- Born: January 1949 (age 77) Montreal, Québec, Canada
- Citizenship: American

Academic background
- Alma mater: Massachusetts Institute of Technology (Ph.D.), McGill University
- Thesis: Word-Structure (1974)
- Doctoral advisor: Morris Halle

Academic work
- Institutions: Stony Brook University
- Website: https://linguistics.stonybrook.edu/faculty/mark.aronoff

= Mark Aronoff =

Canadian-American linguist (born 1949)

Mark Aronoff (/ˈærənɒf/; born January 1949) is a Canadian-American morphologist and distinguished professor emeritus at Stony Brook University. The editor of Language from 1995 to 2001 and president of the Linguistic Society of America in 2005, he has been elected a fellow of both the American Association for the Advancement of Science and the American Academy of Arts and Sciences.

==Education and academic career==
Born and raised in Québec, Canada, Aronoff graduated from McGill University in 1969 with a B.A. in Linguistics, completing his Ph.D. in Linguistics at M.I.T. in 1974.

Upon completing his Ph.D., Aronoff took a position as an assistant professor of linguistics at the State University of New York at Stony Brook, which he has called “the only real job I have had in my life.” Promoted to Full Professor a few years later, Aronoff served as Chair of the Department of Linguistics from 1980 to 1993.

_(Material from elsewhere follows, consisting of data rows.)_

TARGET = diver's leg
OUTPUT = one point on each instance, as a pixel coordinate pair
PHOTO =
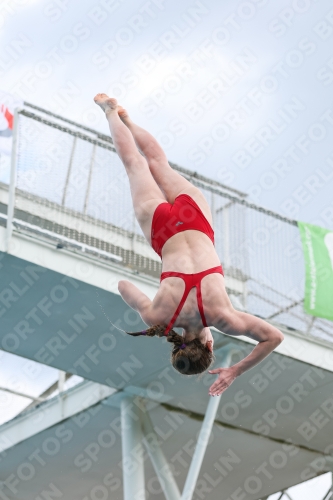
(146, 194)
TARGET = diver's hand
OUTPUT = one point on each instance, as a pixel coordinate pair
(226, 376)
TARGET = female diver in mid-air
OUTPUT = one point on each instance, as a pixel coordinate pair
(176, 220)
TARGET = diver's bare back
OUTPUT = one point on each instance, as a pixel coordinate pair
(190, 252)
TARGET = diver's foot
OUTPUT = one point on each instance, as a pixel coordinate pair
(123, 115)
(106, 103)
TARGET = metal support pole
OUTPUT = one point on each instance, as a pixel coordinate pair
(12, 183)
(131, 440)
(86, 200)
(161, 466)
(69, 170)
(61, 381)
(203, 438)
(226, 236)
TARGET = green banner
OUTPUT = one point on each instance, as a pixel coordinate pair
(318, 253)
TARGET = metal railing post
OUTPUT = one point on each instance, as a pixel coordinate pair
(12, 182)
(131, 442)
(203, 437)
(158, 460)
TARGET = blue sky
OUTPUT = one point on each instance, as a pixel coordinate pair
(239, 91)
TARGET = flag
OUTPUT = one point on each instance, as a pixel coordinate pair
(8, 103)
(317, 245)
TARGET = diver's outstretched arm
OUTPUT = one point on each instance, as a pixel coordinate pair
(239, 323)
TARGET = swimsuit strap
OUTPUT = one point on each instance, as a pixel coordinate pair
(191, 281)
(182, 301)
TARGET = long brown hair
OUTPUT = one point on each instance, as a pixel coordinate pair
(188, 358)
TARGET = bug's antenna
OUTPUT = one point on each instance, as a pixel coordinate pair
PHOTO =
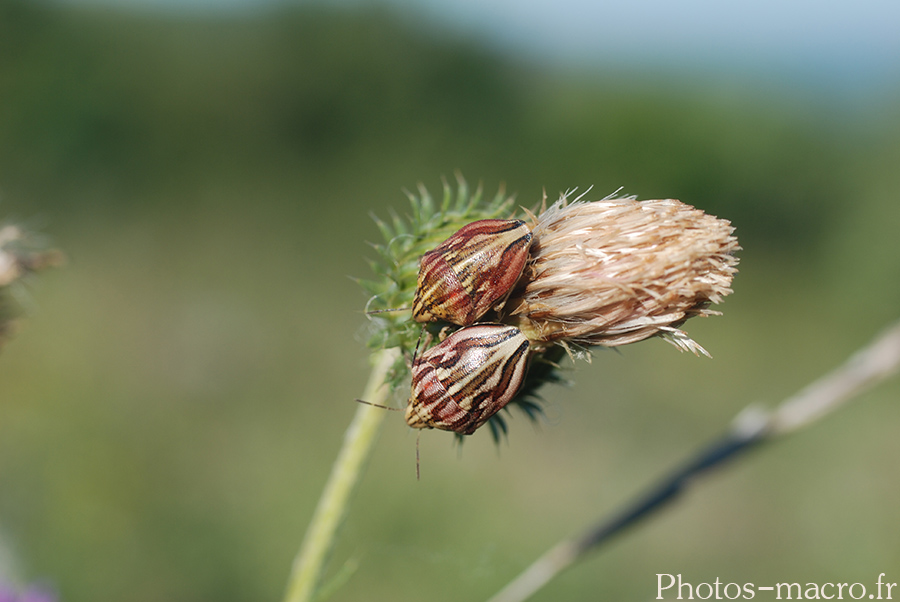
(369, 312)
(383, 311)
(418, 435)
(378, 405)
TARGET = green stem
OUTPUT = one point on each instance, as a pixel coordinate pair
(345, 474)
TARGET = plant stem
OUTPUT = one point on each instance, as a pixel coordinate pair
(345, 474)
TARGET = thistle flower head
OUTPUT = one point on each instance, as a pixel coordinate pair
(619, 270)
(604, 273)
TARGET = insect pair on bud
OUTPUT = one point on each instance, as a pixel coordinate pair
(468, 377)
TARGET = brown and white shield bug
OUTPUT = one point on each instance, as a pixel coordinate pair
(466, 275)
(470, 376)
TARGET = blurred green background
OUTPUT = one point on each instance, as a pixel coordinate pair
(170, 411)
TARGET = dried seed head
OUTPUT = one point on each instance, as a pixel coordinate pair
(618, 271)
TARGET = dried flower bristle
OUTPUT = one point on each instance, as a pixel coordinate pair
(618, 271)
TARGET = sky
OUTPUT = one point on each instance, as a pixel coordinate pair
(852, 44)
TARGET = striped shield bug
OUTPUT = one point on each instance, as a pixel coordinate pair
(460, 383)
(465, 276)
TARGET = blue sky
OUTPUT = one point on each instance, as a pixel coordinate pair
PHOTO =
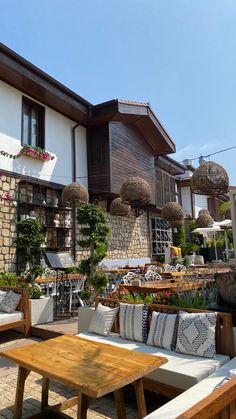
(178, 55)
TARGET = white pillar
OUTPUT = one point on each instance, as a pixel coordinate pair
(232, 195)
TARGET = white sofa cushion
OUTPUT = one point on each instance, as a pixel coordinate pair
(181, 371)
(6, 318)
(162, 330)
(189, 398)
(9, 302)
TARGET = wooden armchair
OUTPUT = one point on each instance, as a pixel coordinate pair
(220, 404)
(23, 306)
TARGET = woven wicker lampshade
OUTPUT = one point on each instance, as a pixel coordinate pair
(135, 191)
(75, 193)
(204, 220)
(228, 214)
(119, 208)
(210, 179)
(203, 211)
(172, 211)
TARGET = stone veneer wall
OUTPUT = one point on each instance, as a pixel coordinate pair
(129, 237)
(8, 219)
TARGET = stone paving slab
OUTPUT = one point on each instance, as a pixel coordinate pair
(103, 407)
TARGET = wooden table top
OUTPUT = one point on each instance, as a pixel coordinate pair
(66, 277)
(93, 368)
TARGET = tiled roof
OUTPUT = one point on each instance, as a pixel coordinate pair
(132, 102)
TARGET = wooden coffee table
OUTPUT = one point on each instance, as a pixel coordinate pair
(93, 369)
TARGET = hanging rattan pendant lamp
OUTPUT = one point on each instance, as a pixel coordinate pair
(210, 178)
(135, 191)
(204, 220)
(74, 194)
(117, 207)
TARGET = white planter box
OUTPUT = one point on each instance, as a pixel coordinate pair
(41, 310)
(84, 317)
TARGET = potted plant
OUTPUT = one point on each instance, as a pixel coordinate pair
(36, 153)
(30, 243)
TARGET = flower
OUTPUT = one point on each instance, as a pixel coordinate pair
(6, 196)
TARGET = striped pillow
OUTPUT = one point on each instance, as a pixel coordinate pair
(133, 321)
(102, 320)
(163, 330)
(196, 334)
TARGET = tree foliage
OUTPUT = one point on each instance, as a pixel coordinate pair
(95, 237)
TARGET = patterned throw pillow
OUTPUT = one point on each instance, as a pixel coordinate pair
(196, 334)
(10, 302)
(102, 320)
(163, 330)
(133, 321)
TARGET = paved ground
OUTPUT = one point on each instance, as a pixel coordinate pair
(100, 408)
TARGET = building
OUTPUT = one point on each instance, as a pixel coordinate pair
(99, 146)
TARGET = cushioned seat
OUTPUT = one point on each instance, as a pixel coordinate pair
(182, 371)
(184, 401)
(6, 318)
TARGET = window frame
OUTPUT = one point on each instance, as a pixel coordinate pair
(41, 120)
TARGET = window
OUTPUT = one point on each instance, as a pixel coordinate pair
(161, 236)
(165, 188)
(32, 123)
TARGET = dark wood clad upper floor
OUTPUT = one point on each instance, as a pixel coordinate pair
(130, 155)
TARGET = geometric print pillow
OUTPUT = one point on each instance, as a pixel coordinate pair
(10, 302)
(162, 331)
(196, 334)
(133, 321)
(102, 320)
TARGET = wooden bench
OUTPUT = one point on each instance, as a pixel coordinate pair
(224, 339)
(23, 307)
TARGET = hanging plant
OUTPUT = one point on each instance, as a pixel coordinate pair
(204, 220)
(210, 179)
(135, 191)
(117, 207)
(93, 227)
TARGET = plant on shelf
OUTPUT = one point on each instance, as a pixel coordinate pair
(35, 152)
(27, 150)
(30, 240)
(93, 228)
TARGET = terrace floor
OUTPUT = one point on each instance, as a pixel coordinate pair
(99, 408)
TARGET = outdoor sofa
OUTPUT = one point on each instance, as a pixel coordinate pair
(19, 317)
(182, 373)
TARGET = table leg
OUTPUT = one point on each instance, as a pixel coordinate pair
(22, 375)
(83, 405)
(120, 404)
(140, 398)
(45, 388)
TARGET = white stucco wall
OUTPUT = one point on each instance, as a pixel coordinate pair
(58, 141)
(200, 203)
(186, 200)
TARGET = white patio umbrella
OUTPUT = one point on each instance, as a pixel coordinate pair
(205, 230)
(217, 226)
(225, 225)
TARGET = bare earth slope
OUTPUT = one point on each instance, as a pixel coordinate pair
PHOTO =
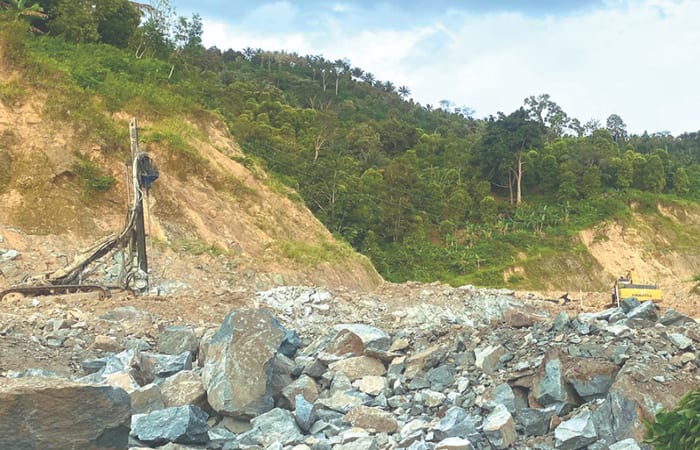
(209, 227)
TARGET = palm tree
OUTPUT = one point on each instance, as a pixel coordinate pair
(20, 9)
(356, 72)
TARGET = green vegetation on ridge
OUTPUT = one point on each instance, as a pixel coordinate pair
(427, 192)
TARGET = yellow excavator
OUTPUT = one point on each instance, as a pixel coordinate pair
(626, 287)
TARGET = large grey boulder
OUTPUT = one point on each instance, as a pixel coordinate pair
(276, 425)
(591, 379)
(489, 357)
(373, 339)
(456, 423)
(499, 428)
(167, 365)
(575, 433)
(183, 388)
(536, 422)
(53, 414)
(237, 374)
(549, 385)
(182, 425)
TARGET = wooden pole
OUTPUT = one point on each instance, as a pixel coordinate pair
(139, 233)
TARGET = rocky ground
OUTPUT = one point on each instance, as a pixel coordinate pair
(406, 366)
(214, 358)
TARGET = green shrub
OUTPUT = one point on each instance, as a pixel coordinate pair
(678, 429)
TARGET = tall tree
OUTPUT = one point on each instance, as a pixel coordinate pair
(617, 128)
(503, 148)
(550, 115)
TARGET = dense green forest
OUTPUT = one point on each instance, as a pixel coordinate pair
(428, 192)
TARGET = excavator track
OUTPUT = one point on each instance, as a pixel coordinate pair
(56, 290)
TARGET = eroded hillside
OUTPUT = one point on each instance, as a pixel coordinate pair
(210, 217)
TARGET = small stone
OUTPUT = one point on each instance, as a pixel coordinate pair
(106, 344)
(487, 358)
(454, 443)
(499, 428)
(372, 385)
(371, 418)
(681, 341)
(358, 367)
(184, 425)
(627, 444)
(576, 432)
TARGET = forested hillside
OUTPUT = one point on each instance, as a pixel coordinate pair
(428, 192)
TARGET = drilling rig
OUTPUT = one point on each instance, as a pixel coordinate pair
(141, 173)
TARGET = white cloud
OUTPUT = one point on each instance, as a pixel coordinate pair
(635, 58)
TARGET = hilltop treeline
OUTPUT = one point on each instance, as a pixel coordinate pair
(427, 191)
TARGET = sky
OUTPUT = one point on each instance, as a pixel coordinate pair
(639, 59)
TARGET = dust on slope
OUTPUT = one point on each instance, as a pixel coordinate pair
(223, 220)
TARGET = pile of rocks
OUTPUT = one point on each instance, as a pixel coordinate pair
(492, 374)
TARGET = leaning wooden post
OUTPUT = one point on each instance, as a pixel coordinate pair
(138, 237)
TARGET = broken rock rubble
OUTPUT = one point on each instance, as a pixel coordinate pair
(489, 374)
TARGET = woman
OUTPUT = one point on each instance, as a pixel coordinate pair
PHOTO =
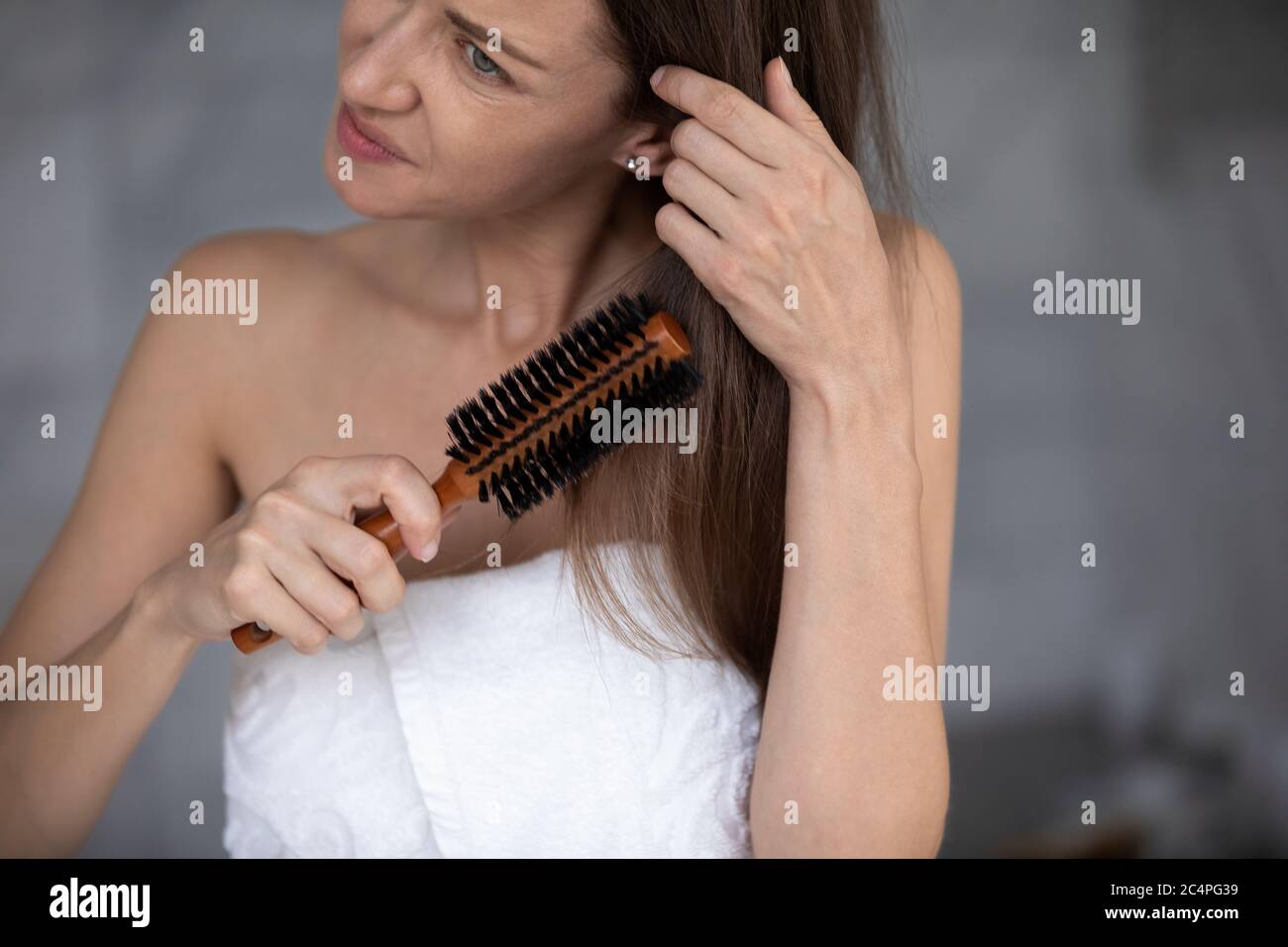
(748, 594)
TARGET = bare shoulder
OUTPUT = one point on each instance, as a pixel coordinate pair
(927, 275)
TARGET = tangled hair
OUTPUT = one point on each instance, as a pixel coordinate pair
(717, 514)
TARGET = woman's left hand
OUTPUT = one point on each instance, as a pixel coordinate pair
(785, 223)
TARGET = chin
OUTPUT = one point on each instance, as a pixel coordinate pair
(375, 188)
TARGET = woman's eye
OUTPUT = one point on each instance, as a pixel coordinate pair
(481, 62)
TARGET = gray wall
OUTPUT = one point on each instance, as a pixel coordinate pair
(1107, 684)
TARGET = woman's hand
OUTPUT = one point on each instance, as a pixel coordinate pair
(277, 560)
(785, 222)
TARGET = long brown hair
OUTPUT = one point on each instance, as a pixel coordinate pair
(717, 513)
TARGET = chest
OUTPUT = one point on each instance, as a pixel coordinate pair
(351, 398)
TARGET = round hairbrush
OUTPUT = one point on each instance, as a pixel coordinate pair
(527, 436)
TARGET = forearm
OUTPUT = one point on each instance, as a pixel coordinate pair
(867, 776)
(58, 762)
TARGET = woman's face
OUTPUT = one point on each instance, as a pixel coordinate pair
(481, 106)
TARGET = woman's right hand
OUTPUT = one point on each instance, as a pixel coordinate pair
(277, 560)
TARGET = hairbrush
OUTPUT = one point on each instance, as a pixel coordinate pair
(528, 434)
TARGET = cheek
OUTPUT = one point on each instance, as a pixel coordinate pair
(509, 158)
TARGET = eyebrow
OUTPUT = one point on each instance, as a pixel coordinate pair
(480, 33)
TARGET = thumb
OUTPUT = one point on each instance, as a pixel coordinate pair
(789, 105)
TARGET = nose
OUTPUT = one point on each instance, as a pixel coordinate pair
(376, 73)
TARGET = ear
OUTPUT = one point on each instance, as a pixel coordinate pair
(648, 141)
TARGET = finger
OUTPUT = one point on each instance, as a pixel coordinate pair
(695, 243)
(790, 106)
(318, 590)
(702, 196)
(258, 596)
(726, 111)
(717, 158)
(346, 551)
(347, 483)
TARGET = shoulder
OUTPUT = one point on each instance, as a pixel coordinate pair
(923, 270)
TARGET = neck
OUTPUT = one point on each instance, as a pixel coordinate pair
(546, 265)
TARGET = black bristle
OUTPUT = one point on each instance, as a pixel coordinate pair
(546, 381)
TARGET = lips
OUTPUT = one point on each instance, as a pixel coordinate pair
(362, 141)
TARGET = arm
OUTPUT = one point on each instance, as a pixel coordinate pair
(158, 483)
(871, 508)
(153, 486)
(765, 202)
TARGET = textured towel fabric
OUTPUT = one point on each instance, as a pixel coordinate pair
(485, 716)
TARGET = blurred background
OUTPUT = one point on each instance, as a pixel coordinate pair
(1109, 684)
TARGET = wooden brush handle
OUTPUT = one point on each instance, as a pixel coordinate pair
(452, 487)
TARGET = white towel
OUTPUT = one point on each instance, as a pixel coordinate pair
(488, 718)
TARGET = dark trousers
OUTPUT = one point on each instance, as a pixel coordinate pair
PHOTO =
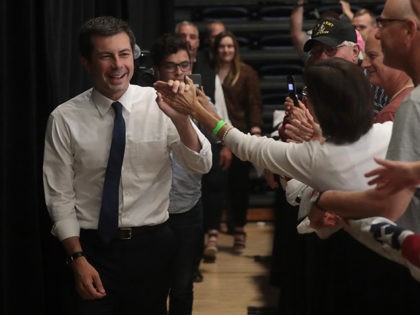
(188, 230)
(238, 188)
(214, 185)
(135, 273)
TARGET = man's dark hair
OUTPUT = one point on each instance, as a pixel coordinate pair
(166, 45)
(102, 26)
(342, 99)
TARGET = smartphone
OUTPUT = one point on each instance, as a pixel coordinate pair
(291, 88)
(196, 78)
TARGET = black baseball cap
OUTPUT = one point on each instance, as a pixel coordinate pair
(331, 32)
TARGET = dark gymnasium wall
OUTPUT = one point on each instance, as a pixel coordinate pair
(39, 69)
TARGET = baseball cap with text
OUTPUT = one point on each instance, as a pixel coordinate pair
(331, 32)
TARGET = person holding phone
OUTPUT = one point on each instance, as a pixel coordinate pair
(172, 61)
(214, 183)
(243, 101)
(339, 161)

In addition to his scholarly output and teaching, Aronoff has a strong commitment to professional service, within both his university and his field. From 1998 to 2010, he served in the administration of the State University of New York as Associate Provost for Undergraduate Education. This overlapped with his tenure, from 1995 to 2001, as editor of Language (the journal of the Linguistic Society of America), as well as his term as president of the LSA in 2005.

== Books (selected) ==

- Aronoff, Mark (2011). "What is Morphology?"
- Aronoff, Mark (1994). "Morphology by Itself: Stems and Inflectional Classes"
- Aronoff, Mark (1976). "Word Formation in Generative Grammar"

== Personal life ==

Aronoff is married to Donna Di Donato, a former assistant provost for undergraduate academic affairs at Stony Brook. He has three children from his previous marriage.